Identify Repeating Operations

Identify the loops, recursion, array traversals that repeat.

  • Primary operation: Looping through the previous term's string to count and describe digits.
  • How many times: For each term n, it loops over the entire previous term, which grows in length as n increases.
  • Recursion: The function calls itself for n-1, building all terms from 1 up to n.
How Execution Grows With Input

Each term is generated by reading the previous term, which grows roughly exponentially in length.

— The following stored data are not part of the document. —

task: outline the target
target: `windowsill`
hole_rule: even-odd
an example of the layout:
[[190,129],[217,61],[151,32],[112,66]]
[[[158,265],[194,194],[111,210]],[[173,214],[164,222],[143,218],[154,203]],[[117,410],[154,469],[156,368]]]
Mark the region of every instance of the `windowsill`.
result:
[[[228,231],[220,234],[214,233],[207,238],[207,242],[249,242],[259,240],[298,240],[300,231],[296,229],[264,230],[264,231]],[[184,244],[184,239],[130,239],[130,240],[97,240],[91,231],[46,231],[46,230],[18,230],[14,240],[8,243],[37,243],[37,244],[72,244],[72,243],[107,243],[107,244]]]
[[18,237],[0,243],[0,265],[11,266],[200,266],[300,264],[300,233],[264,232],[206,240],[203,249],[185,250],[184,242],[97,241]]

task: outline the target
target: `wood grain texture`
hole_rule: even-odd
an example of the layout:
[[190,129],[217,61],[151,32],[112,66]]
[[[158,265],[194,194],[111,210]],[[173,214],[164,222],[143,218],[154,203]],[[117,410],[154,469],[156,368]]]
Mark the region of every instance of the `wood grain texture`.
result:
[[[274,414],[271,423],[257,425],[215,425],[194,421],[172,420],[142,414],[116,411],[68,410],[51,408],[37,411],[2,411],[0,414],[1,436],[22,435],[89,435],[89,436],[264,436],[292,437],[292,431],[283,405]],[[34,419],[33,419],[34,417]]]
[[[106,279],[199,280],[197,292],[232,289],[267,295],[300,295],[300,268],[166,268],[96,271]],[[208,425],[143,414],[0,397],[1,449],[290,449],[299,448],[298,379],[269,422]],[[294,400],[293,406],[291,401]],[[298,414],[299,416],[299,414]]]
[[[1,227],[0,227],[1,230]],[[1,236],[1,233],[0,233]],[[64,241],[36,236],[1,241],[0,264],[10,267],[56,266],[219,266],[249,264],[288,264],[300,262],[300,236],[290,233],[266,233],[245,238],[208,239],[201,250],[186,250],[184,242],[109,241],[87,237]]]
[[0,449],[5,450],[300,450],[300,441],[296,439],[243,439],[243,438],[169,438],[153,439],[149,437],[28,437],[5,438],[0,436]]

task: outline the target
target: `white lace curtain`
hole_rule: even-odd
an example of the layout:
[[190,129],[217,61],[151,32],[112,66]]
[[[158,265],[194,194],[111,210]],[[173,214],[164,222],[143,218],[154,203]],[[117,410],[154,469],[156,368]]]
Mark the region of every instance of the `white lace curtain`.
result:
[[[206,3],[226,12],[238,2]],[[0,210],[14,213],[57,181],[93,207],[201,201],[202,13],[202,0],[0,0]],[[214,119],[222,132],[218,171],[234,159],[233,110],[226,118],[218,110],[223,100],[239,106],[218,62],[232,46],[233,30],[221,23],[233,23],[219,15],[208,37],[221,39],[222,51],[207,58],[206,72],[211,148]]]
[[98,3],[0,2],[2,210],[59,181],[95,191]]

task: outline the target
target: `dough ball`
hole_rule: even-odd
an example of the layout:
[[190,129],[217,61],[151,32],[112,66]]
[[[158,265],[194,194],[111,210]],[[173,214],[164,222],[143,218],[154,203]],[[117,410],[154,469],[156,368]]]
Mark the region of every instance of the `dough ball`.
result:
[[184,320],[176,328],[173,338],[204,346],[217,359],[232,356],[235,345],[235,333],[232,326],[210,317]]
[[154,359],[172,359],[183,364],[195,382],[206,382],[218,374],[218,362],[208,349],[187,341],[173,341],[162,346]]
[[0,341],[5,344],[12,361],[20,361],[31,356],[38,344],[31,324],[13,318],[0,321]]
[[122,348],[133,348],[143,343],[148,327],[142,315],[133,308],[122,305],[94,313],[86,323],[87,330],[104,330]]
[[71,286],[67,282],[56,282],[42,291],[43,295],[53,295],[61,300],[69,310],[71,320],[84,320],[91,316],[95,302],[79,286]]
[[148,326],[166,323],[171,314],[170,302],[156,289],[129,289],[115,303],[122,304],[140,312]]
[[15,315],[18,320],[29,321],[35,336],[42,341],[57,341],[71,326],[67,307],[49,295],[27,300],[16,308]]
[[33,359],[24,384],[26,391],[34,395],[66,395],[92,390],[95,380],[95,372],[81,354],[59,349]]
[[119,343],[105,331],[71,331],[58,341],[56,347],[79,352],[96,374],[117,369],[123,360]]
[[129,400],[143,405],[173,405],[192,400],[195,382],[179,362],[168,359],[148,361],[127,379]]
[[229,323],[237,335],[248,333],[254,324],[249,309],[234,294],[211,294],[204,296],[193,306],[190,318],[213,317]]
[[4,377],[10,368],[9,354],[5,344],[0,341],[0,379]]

Input Size (n)Approx. Operations (length of term)
11
5~10
10~100

Pattern observation: The length of each term grows roughly exponentially, so the work to build term n grows very fast.

Final Time Complexity

Time Complexity: O(2^n)

This means the time needed roughly doubles with each new term, growing very quickly as n increases.

Common Mistake

[X] Wrong: "The time complexity is just O(n) because we only loop once per term."

[OK] Correct: Each term depends on the full previous term, which grows exponentially, so the total work adds up exponentially, not linearly.

Interview Connect

Understanding how recursive sequences grow helps you analyze problems where each step depends on the previous one, a common pattern in coding challenges.

Self-Check

"What if we stored all previous terms instead of recomputing them each time? How would that affect the time complexity?"